Jake, you could try putting on an AFC and scaling the signal a little. It's a lot to spend on a very crude workaround, but it might help these injectors work.
Chris, the S-AFC basically scales the airflow signal according to a table indexed by RPM. It's got an input for the TPS and oxygen sensor as well... I think you can set a TPS threshold so you can have two profiles, and I'm not sure what it does with the oxygen sensor signal. Maybe it just displays the oxygen sensor voltage on its whizbang vacuum flourescent backlit display that makes up most of the cost of the unit.
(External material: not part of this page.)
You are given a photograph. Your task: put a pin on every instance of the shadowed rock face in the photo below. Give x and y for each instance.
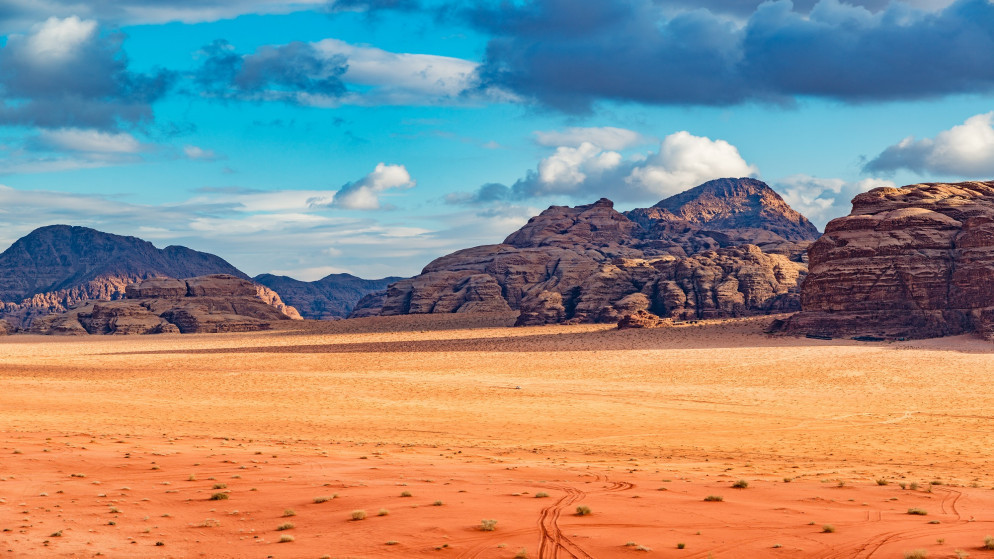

Modifying the injector signal's a little more complex than simply tapping into it; you'd need to build some kind of repeater circuit. The injector's flyback voltage is several dozen volts, and I believe the ECU needs to see that flyback voltage so it knows the injector is working correctly. The injector itself forms the "pull-up" in the circuit. Even if you built a repeater and whatnot, you'd have an ill-posed problem when it comes to shortening pulse width. Extending pulse width is pretty straightforward, but how do you know how much to shorten a pulse if you don't know how wide the pulse is to begin with? Simply delaying the pulse until you do know could cause driveability problems since injection is sequential.
Those complexities are why APEX'i, and most other piggyback manufacturers, chose to manipulate the airflow signal input rather than the injector drivers' outputs.
Also, under any appreciable load, the oxygen sensor signal isn't really gonna tell us what we want. The oxygen sensor's signal is very nonlinear; it pretty much tells you "richer than stoichiometric" or "leaner than stoichiometric."
Stoichiometric mixtures under load aren't desirable; you need to run somewhat rich.
You should note that the functionality you're describing (a rich signal reducing pulse width and a lean signal increasing it) is
exactly what the ECU does under light load. That's what closed loop running is.
So what you're describing is a good idea... So good an idea that all carmakers already implement it for the conditions under which it would be useful.
I think the cheapest way to get this stuff to actually work correctly (without opening the ECU's case) is actually to use an aftermarket ECU. I was playing earlier (and will play again) with setting MegaSquirt up as a piggyback ECU to control fuel. I think that holds a lot of promise.